Mauvais genre 2012, jour 1

Simon Riaux | 6 avril 2012
Simon Riaux | 6 avril 2012
Il existe bien des raisons pour se réveiller dans un hôtel, l'encéphale douloureux, sans vêtements ni valise, et l'une d'entre elles s'appelle Mauvais Genre. L'auteur de ces lignes ayant couvert l'évènement l'an passé, il ne pourra prétendre ignorer ce qui l'attendait, mais le festival Tourangeau est de ces manifestations qui exercent une curieuse attraction sur la psyché de ceux qui gravitent dans son orbite.

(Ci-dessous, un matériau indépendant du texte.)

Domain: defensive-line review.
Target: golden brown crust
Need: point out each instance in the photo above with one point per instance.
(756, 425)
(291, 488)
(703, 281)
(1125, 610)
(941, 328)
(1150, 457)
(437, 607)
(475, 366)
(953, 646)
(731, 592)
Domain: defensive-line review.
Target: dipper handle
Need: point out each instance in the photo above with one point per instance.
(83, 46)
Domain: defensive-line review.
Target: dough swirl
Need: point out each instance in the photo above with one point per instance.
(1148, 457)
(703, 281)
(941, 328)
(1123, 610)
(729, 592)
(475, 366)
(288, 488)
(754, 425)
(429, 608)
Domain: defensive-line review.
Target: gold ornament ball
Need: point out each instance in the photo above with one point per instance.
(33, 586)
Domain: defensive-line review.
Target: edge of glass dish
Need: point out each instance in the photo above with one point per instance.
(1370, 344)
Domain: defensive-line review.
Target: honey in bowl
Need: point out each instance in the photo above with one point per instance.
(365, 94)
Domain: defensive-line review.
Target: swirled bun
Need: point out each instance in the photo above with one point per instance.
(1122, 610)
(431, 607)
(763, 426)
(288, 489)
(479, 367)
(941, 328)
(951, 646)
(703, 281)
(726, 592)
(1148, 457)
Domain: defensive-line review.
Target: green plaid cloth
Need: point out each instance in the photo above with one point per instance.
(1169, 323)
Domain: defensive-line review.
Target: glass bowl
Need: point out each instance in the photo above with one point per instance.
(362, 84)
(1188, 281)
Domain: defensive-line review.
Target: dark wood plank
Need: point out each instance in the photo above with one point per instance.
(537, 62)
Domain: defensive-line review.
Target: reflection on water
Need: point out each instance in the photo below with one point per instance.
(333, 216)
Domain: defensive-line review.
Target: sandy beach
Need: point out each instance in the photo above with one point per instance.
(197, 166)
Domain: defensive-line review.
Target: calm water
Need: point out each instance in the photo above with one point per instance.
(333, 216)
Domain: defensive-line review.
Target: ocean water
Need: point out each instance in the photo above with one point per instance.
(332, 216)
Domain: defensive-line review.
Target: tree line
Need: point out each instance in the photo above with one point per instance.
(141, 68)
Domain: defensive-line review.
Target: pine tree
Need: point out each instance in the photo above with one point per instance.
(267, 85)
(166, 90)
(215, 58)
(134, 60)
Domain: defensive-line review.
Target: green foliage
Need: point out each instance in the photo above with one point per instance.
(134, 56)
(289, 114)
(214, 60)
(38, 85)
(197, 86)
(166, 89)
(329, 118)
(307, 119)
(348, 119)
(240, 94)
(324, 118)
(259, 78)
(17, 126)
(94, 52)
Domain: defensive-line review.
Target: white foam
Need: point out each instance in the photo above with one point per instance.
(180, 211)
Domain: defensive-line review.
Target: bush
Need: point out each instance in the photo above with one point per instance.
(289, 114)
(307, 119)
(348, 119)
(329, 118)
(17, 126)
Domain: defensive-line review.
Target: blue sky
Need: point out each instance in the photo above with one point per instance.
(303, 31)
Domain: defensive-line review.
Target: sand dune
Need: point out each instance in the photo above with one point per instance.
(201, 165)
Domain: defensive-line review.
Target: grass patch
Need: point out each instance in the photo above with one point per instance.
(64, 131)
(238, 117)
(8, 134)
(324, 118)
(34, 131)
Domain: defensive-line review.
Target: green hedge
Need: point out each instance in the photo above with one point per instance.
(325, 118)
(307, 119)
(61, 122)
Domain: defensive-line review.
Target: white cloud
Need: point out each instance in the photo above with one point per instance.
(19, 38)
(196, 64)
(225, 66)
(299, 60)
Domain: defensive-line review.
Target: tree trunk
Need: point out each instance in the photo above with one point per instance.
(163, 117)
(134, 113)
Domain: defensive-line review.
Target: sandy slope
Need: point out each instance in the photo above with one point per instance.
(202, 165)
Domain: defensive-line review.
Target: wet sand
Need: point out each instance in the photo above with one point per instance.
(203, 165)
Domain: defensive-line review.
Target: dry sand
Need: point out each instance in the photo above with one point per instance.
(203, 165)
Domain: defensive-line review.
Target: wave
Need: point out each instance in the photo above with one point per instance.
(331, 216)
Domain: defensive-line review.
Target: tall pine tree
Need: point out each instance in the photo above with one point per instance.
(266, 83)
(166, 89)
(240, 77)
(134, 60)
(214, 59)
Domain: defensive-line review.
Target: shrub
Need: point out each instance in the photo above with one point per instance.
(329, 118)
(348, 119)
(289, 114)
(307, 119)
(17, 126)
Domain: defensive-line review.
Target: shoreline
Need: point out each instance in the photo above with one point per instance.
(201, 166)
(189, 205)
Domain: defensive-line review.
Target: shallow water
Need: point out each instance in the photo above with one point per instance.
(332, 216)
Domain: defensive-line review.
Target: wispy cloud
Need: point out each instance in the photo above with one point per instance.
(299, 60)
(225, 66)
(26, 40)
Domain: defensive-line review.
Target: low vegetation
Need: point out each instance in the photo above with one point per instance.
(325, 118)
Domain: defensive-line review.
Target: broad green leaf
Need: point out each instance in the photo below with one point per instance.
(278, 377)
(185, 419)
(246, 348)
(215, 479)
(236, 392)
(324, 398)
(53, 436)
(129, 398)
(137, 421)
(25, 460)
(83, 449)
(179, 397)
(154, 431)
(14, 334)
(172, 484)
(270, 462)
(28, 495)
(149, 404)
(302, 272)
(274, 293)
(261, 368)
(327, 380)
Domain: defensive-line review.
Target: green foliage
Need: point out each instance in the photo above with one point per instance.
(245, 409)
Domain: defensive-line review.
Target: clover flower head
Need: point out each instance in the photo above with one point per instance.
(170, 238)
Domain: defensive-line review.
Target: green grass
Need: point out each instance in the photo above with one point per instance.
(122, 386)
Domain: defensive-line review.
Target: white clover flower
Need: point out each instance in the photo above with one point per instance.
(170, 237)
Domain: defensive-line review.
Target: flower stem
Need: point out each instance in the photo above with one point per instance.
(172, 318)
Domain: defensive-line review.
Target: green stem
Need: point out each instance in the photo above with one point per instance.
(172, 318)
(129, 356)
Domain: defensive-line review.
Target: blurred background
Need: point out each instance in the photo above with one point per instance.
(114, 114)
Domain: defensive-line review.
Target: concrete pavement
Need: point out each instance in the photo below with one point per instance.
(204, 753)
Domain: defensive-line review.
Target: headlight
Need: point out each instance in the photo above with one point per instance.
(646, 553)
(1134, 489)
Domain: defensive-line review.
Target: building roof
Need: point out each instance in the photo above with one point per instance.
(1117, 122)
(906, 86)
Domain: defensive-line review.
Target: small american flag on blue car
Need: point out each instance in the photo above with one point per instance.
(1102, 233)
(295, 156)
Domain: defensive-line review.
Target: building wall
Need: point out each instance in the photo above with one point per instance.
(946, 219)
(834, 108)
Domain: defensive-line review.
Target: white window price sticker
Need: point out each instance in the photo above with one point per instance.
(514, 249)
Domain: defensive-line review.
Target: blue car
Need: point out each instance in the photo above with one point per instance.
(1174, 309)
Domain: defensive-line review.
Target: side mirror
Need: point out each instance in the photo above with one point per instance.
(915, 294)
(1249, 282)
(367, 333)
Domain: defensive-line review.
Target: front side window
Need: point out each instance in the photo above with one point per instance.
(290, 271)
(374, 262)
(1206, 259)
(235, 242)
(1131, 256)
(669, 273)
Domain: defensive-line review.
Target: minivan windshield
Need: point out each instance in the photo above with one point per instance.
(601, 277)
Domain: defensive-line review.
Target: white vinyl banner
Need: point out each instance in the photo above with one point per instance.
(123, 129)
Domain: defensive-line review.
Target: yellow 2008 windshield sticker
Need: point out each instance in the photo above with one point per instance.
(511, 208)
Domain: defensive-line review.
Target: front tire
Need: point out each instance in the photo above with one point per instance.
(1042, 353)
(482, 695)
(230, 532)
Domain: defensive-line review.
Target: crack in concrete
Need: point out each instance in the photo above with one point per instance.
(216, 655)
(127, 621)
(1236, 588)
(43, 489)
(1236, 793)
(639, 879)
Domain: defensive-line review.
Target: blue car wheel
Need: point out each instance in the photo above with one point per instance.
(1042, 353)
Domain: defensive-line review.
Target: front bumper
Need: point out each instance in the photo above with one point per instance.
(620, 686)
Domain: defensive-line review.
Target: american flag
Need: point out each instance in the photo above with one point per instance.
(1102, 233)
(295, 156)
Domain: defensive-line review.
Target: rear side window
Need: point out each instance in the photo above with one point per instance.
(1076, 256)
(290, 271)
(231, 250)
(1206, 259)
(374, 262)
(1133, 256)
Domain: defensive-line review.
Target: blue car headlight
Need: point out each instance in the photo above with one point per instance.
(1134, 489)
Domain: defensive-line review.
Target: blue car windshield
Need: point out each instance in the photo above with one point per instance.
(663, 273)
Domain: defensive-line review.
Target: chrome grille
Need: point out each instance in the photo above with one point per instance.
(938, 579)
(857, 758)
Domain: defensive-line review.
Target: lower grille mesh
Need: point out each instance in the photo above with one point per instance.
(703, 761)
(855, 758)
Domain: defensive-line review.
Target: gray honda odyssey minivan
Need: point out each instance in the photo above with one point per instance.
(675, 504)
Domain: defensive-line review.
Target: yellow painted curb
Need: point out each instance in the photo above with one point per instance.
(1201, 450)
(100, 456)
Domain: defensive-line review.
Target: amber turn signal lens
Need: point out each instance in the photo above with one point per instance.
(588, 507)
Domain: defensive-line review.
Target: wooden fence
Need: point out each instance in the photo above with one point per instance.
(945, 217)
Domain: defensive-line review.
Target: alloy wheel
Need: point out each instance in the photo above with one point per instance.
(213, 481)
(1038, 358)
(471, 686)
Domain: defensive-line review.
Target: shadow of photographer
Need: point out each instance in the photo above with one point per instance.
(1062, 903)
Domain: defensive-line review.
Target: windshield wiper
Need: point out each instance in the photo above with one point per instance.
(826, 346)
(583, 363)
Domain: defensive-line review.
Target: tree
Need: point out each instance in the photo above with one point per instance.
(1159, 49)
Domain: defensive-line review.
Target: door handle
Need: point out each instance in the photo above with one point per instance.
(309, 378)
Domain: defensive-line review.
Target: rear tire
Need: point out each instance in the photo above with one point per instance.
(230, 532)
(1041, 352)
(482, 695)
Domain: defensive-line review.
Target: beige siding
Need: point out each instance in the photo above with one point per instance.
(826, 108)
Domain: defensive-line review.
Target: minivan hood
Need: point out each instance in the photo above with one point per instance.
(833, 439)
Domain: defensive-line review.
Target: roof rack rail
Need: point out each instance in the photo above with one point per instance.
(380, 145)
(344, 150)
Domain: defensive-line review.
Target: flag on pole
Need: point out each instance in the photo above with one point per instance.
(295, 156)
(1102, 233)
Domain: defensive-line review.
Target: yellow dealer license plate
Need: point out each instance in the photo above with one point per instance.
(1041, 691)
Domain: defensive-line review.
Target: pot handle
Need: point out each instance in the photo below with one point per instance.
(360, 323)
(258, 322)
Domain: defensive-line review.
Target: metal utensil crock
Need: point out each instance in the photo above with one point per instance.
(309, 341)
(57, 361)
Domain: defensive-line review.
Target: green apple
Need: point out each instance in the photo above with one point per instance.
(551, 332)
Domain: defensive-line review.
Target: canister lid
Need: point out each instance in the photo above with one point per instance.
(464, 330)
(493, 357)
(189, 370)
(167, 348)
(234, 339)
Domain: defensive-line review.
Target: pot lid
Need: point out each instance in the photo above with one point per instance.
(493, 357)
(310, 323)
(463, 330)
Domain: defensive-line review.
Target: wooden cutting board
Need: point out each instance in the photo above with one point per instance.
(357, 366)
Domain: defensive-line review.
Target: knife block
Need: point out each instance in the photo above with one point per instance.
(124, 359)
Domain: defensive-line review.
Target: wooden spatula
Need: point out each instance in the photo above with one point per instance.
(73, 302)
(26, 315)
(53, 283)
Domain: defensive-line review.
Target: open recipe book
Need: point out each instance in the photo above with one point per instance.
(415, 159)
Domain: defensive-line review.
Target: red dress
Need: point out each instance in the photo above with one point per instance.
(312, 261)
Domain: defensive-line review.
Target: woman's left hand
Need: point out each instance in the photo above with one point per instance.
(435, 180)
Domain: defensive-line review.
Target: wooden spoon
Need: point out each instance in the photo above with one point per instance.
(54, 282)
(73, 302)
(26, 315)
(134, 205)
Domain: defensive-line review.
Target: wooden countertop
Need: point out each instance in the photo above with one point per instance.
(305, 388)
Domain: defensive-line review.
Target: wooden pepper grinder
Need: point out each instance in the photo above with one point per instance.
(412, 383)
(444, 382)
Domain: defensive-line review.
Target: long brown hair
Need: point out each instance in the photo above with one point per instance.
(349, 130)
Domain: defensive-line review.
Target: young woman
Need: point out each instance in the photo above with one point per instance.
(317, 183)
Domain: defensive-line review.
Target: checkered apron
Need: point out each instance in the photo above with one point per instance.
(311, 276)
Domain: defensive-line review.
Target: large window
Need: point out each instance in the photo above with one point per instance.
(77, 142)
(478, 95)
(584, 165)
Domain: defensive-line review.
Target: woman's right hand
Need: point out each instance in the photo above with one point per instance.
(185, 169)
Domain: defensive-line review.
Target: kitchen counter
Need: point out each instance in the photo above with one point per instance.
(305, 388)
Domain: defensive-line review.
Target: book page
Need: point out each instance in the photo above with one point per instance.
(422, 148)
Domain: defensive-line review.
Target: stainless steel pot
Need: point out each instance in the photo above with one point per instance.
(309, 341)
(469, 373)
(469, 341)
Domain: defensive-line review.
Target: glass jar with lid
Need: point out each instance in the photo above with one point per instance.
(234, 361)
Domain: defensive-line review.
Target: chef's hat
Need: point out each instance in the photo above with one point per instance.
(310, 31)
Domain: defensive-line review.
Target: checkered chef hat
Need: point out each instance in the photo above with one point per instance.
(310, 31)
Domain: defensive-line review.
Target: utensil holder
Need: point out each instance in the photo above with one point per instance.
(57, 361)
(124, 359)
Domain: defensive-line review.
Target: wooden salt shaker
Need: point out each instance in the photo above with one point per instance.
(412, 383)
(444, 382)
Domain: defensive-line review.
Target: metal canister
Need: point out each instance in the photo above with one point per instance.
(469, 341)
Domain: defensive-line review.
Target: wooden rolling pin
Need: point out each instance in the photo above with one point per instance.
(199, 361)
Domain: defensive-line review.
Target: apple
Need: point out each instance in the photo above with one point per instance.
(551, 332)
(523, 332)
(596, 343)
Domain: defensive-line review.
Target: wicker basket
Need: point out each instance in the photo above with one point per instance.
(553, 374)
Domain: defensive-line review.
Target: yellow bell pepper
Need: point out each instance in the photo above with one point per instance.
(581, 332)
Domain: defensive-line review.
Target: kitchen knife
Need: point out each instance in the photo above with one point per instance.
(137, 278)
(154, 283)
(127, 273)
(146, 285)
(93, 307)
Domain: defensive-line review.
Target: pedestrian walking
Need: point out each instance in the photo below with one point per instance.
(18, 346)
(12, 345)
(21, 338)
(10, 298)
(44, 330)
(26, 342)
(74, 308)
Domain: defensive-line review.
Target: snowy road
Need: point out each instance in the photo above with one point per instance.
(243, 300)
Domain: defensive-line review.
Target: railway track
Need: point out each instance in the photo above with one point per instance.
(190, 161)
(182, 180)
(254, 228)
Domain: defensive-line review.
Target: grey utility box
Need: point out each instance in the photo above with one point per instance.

Tout avait pourtant bien commencé. Un autochtone charmant et souriant m'accueillit sur le quai de la gare, avant de m'accompagner jusqu'à l'auberge où je déposais mes affaires, disparues depuis. « Venez donc, il y a un pot au Grand Hôtel. » Me rappelant que l'an dernier, la chose avait été sympathiquement frugale, je m'y rendis en conquérant. Grave erreur. « Super t'es là ! Je vais chercher du pinard. » Telles furent les funestes paroles prononcées par Xavier Hibon (surprenant réalisateur de court-métrage), pour débuter de délirantes agapes. Le rouge local et le champagne rosé eurent au moins une vertu, me permettre d'approcher assez près du jury pour deviser avec son président, Benoit Delépine, qui semblait également impatient de goûter l'hospitalité locale.

 



Puis vint l'heure de la cérémonie d'ouverture, tenue par un Gary Constant en forme olympique, qui scanda avec enthousiasme et vigueur un discours des plus réussis, provoquant une demie-douzaine d'évanouissements dans l'assistance.

Le premier film en compétition était Miss Bala, que nous avions manqué à Cannes, et qui ne devait se voir distribué de par chez nous qu'un an après son tour sur la Croisette, pour le plus grand bonheur des retardataires. Si tant est qu'un kidnapping sauvage, suivi de règlements de compte impitoyables et de quelques sévices sexuelles brutales puisse être un grand bonheur. Et c'est là tout le problème du film : le sort fait au spectateur. 113 minutes à contempler des personnages accablés, souvent de dos, lors de longs plans séquences, ou les mêmes motifs d'isolement, de claustration et de violence se répètent sans fin. Le tout est au service d'un propos maîtrisé de bout en bout, qui entend démontrer implacablement que le Mexique est aujourd'hui un pays à la dérive, dont chaque strate se putréfie de corruption, d'horreur et de haine, jusqu'à un innocent concours de miss.

 

 

Gerardo Naranjo n'abandonnera jamais cette idée directrice, mais oubliera hélas de faire de ses personnages, qui auraient pu être le cœur palpitant d'un récit potentiellement poignant, des êtres de chair et de sang. La responsabilité en revient au réalisateur, et pas à sa formidable actrice (Stéphanie Sigman, qui porte aussi bien le sweat, que les robes du soir, ou l'air du temps), comme s'il devenait curieusement frileux à mesure que le récit - et l'horreur – progressent. Une ascèse glaciale qui joue contre l'implication émotionnelle du spectateur, et dont on ne sait trop si elle réside d'une trop grande pudeur, ou d'un embryon de snobisme.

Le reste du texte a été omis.